Stefan Joksimović (born 16 November 2008) is a Slovenian professional basketball player for Baskonia of the Spanish Liga ACB and the EuroLeague.

==Early life==
Joksimović was born on 16 November 2008. He is the son of former Slovenia national team player Nebojša Joksimović, and was born in Belgrade, Serbia, when his father was playing professionally there. He grew up in Ljubljana, Slovenia. At age 14, Joksimović moved to Spain to join the club Saski Baskonia, where he started in the youth academy. He averaged 10.2 points, 4.3 rebounds and 2.8 assists per game with the Baskonia reserve team in 2024–25.

==Professional career==
Joksimović joined the Baskonia senior team during the 2025–26 season at the age of 16 in Liga ACB and EuroLeague play. He debuted in October 2025 and became one of the youngest players in team history, as well as the all-time youngest Baskonia player in the EuroLeague. Later that season, he became Baskonia's youngest-ever player at the Copa del Rey de Baloncesto tournament, helping them to the 2026 championship. Joksimović appeared 11 times in the EuroLeague during the 2025–26 season and also averaged 2.9 points and 1.1 rebounds in Liga ACB play. He had interest from NCAA teams in the U.S. recruiting him to play college basketball, but opted to stay with Baskonia for the 2026–27 season.

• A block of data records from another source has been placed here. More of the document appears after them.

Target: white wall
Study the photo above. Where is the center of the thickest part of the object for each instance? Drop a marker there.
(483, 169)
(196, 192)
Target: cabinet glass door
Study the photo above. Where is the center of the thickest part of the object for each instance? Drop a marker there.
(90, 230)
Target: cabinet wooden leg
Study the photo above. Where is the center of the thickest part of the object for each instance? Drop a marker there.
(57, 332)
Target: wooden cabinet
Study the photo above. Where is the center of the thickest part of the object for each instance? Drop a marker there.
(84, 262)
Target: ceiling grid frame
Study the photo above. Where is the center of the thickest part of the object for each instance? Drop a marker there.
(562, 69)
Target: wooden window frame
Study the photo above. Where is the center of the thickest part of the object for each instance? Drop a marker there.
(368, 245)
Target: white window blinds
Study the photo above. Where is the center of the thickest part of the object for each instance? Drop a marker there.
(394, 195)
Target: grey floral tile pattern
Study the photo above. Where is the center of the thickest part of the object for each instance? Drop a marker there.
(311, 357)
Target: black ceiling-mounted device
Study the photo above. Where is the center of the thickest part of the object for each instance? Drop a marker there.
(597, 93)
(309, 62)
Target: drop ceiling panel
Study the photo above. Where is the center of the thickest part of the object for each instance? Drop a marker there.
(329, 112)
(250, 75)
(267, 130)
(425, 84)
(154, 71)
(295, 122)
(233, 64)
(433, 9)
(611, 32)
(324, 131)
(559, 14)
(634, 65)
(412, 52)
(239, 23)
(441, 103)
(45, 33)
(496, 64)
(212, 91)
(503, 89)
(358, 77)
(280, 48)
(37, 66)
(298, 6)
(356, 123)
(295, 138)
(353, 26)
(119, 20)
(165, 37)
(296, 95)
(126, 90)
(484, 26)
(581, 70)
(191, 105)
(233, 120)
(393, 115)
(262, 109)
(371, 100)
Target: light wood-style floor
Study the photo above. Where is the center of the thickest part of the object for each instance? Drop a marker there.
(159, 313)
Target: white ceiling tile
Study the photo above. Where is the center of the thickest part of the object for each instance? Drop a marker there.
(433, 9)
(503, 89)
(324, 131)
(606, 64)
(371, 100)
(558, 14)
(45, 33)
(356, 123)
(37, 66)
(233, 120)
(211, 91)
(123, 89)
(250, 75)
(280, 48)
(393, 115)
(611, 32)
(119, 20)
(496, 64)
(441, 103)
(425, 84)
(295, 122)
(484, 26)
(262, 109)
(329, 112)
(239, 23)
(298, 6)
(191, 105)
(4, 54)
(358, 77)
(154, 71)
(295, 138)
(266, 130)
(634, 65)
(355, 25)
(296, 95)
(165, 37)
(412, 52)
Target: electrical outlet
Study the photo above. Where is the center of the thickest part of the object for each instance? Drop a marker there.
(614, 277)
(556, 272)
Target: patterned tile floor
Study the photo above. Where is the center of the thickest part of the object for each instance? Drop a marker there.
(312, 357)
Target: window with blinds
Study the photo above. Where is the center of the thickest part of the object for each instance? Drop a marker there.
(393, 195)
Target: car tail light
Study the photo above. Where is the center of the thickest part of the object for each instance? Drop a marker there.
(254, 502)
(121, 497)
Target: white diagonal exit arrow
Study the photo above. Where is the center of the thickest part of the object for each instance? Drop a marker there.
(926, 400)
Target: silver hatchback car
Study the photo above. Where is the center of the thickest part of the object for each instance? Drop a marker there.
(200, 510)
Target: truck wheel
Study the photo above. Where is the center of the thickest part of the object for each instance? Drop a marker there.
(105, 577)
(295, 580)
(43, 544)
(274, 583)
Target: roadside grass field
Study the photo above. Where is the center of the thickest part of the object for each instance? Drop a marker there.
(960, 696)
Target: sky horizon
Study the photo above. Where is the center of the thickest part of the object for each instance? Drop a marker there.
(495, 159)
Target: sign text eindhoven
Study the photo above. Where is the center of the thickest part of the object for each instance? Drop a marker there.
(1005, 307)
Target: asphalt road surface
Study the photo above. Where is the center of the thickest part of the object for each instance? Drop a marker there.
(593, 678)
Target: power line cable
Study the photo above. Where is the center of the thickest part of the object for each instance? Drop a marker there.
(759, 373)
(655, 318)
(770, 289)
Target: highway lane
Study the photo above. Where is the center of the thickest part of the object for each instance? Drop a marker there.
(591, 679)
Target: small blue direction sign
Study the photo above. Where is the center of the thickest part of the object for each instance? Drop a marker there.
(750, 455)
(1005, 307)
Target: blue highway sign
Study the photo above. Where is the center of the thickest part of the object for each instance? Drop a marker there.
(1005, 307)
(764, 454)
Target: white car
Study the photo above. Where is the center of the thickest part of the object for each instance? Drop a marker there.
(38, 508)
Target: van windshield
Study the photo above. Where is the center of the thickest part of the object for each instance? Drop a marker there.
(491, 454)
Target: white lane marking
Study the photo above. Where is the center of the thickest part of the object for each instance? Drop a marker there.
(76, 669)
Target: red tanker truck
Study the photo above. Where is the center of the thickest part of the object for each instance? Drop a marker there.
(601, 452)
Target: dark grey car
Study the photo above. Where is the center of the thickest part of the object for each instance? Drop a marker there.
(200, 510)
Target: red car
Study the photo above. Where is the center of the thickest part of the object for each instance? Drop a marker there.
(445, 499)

Joksimović has been regarded as a top prospect for the 2027 NBA draft. He has received comparisons to fellow Slovenian basketball player and NBA star Luka Dončić.
==International career==
Joksimović has competed for Slovenia internationally at several levels. He was a standout performer with the national under-16 team at the 2024 FIBA U16 EuroBasket tournament, averaging 14.5 points, 5.6 rebounds and 3.4 assists. The following year, he helped the under-18 team to sixth at the 2025 FIBA U18 EuroBasket, posting 13.6 points, 4.9 rebounds and 2.9 assists in play against players two years older than himself. In August 2025, he won MVP of the Basketball Without Borders Europe camp after leading the competition with an average of 8.9 points per game. He made his first appearance with the senior national team in November 2025, shortly after his 17th birthday.